Thursday, May 31, 2012

Valuing and Seeing

I recently hired a college-age neighbor to clear brush at my mom’s house.  I told him he could earn some extra cash to buy tunes for his Ipod.  “I don’t buy tunes, I download them,” he said.  I walked away sadly.  I know his mother and she pays for what she uses.

What we value, we pay for.

When he finishes the job and comes to my door, maybe I won’t pay him.  I’ll tell him that if he doesn’t value the work of the musicians he listens to, I won’t value his work either. 

But I’m not that kind of person. 

Does he value only the people he can actually see.  Does he value me?  If I did work for him, would he pay me?  (I did work for him once and his parents offered to pay me.)
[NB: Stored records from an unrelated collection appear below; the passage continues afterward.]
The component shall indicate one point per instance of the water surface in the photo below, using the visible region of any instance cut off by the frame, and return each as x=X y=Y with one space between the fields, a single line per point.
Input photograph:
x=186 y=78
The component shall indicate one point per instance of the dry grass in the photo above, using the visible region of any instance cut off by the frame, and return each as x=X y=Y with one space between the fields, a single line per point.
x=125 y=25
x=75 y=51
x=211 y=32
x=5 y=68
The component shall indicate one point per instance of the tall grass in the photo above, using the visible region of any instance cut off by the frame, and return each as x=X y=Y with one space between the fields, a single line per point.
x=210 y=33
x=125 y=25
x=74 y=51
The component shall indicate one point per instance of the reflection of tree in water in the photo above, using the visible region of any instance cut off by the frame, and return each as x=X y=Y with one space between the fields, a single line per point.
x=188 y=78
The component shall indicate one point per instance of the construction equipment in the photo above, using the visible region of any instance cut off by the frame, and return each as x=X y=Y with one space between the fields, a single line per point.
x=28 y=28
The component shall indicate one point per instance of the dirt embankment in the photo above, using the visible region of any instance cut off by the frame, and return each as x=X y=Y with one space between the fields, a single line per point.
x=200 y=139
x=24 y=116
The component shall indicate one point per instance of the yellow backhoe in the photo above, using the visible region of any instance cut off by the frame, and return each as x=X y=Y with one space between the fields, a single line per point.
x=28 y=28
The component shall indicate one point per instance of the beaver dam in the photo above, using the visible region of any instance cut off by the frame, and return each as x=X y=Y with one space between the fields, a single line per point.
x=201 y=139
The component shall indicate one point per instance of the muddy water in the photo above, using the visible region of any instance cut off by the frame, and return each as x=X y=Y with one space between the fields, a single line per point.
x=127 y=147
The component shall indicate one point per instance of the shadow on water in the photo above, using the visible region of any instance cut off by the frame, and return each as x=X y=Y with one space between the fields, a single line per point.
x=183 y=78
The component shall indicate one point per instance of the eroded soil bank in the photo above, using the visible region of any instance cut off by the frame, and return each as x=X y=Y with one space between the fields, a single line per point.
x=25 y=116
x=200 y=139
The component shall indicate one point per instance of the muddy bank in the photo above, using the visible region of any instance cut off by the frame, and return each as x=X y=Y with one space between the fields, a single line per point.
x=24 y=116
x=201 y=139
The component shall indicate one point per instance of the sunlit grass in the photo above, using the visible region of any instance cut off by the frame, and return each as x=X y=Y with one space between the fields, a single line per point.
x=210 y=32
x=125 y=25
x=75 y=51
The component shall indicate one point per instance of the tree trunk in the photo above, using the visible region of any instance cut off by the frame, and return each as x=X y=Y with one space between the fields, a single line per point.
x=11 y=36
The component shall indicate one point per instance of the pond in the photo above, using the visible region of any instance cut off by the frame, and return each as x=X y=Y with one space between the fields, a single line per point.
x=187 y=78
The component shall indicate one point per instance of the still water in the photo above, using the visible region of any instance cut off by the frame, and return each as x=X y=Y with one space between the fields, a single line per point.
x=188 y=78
If his favorite band came to town, would he pay for tickets?  Would he purchase their CD? 

Perhaps to value he must see.  Do we value only what we can see?  What does it mean to see?  Do we see, truly see, the cashier at the checkout, the waiter in the restaurant, the gas station attendant?  Even if they are not tipped, do we value them enough to converse?  To see them as people like us?

What do you value?  Who do you devalue?  Maybe it's time to take a second look.

1 comment:

  1. Maybe you should do just least at first to make a point. It also saddens me that people steal in all kinds of ways that they don't even notice.